Deacon smiled. "How old are you?"
"Eighteen."
Somehow Deacon doubted that. For all Terry's readiness of speech and mind, which allowed him to dominate the derelict old men he was living with, the fluff on his chin was still downy and he was growing too fast for his thin frame to keep pace. His great bony hands hung out of his sleeves like paddles, and it would be a while yet before maturity bulked his chest and shoulders. It made Deacon all the more curious about the preacher-and teacher?-who had befriended him.
"How long did you know Billy?" he asked.
"A couple of years."
Since he'd been in the warehouse then. "Was his doss as good as this?"
Terry shook his head. "He wanted to suffer. I told you, he was a real head case.

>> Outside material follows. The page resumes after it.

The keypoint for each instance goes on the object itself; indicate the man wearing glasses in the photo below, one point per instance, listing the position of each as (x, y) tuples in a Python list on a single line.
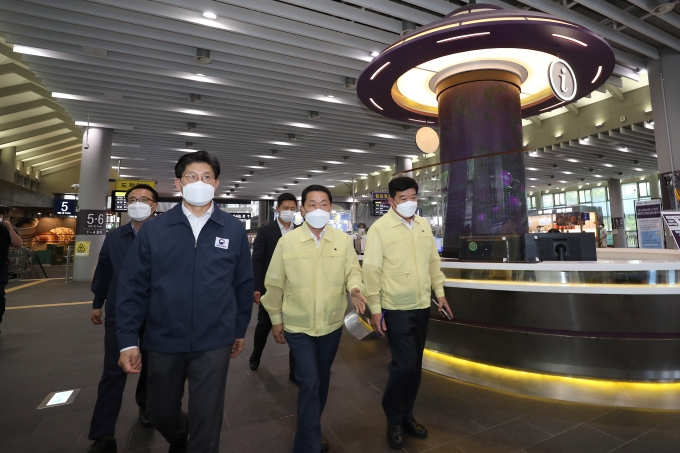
[(190, 276), (141, 201)]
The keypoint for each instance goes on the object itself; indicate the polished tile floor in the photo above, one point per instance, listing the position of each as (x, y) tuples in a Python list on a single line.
[(56, 348)]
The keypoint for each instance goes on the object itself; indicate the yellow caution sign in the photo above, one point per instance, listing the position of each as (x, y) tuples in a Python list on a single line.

I found him prancing around in the fucking nude this time last year. You wouldn't believe how cold it was. He was blue from head to toe. I said, what the fuck are you doing, you fucking idiot, and he said he was mortifying the flesh-" he paused, unsure if he'd used the right word-"or something like that. He never built himself a place, just used to roll in an old blanket and bed down by the fire. He didn't have nothing, you see, didn't want nothing, didn't see the point in making himself comfortable. He knew the gods would get him in the end, and he reckoned he'd make it as easy for the rotten bastards as he could."
"Because he was a murderer?"
"Maybe."
"Did he say if it was a man or a woman that he killed?"
Terry linked his hands behind his head. "I don't remember. "
"Why did he tell you and not the others?"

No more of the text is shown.